La Crestería

Manuel Sotelino

Navidades cofrades

VAN a ser las Navidades más tristes que recordemos. Las fiestas este año no serán las mismas que hemos vivido siempre. Sin zambombas, sin apenas reuniones familiares y con contados regalos porque, para colmo, esta pandemia se ha llevado muchas vidas —ante todo y sobre todo— pero también muchas economías.

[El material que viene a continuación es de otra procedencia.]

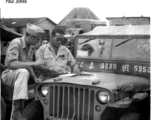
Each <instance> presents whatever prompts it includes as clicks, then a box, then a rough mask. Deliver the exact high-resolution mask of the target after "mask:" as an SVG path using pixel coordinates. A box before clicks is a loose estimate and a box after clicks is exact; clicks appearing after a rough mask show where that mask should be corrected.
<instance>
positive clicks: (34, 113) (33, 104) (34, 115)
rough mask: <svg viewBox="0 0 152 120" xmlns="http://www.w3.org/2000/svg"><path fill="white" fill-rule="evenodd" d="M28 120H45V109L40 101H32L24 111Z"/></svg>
mask: <svg viewBox="0 0 152 120" xmlns="http://www.w3.org/2000/svg"><path fill="white" fill-rule="evenodd" d="M23 116H24V117H25V118H26V119H27V120H43V107H42V104H41V102H40V101H38V100H37V101H32V102H31V103H30V104H28V105H27V106H26V108H25V109H24V111H23Z"/></svg>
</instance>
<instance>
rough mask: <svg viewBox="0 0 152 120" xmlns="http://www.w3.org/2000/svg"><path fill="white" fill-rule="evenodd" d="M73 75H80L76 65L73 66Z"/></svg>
mask: <svg viewBox="0 0 152 120" xmlns="http://www.w3.org/2000/svg"><path fill="white" fill-rule="evenodd" d="M73 73H75V74H76V75H80V73H81V71H80V69H79V66H78V65H77V64H75V65H74V66H73Z"/></svg>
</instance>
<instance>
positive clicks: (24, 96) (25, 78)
mask: <svg viewBox="0 0 152 120" xmlns="http://www.w3.org/2000/svg"><path fill="white" fill-rule="evenodd" d="M6 53H7V54H6V59H5V66H6V67H7V69H6V70H5V71H4V72H3V73H2V80H3V82H4V83H6V84H7V85H9V86H14V94H13V100H16V99H28V95H27V82H28V79H29V72H28V71H27V70H26V69H16V70H14V69H12V68H11V67H10V62H12V61H21V62H30V61H32V57H33V49H32V46H30V47H29V49H27V47H26V44H25V40H24V37H22V38H16V39H14V40H13V41H11V42H10V45H9V47H8V49H7V52H6ZM19 73H20V74H19ZM23 76H24V77H23ZM14 84H15V85H14Z"/></svg>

Las cofradías no van a ser menos y echaremos en falta este año el traslado del Niño Jesús hasta el portal de Belén de la puerta de Santo Domingo. Están siendo unas Navidades complicadas porque no ha habido coros de las hermandades que hayan animado cientos de zambombas. Ni fiestas navideñas en las casas de hermandad de las cofradías. Este año se ha echado de menos al Cartero Real que siempre se hace ver en alguna sede para recoger las cartas de los más pequeños para ser enviadas a Sus Majestades los Reyes Magos.

Este año ni veremos la espalda a Baltasar ni detrás vendrá la cruz de guía de la Borriquita

Las Navidades cofrades este año prácticamente no están existiendo. Ni encuentros ni celebraciones y sin apenas belenes montados en las salas de cabildos para embelesarse con el Nacimiento del Niño Dios. En esta ocasión no ha olido a pestiños ni a anisete ni a matalahúva en los salones de las hermandades.

Apenas habrá brindis ni sonrisas. Ni sentiremos ese suelo pegajoso en las casas de hermandad cuando acaba la fiesta y el vino y la alegría han corrido durante una jornada.

Sí ha habido mucha caridad en las hermandades. Lo cual siempre ofrece una mirada esperanzadora. Muchos kilos de solidaridad que nos ennoblece y nos hace ser lo que verdaderamente somos: cristianos.

Y para colmo, de nuevo en el lado del debe, no habrá ni cabalgata. Así que hemos asumido que llegará el 2021 y tampoco tendremos procesiones en Semana Santa. Este año, tras la espalda de Baltasar no vendrá la cruz de guía de la Borriquita.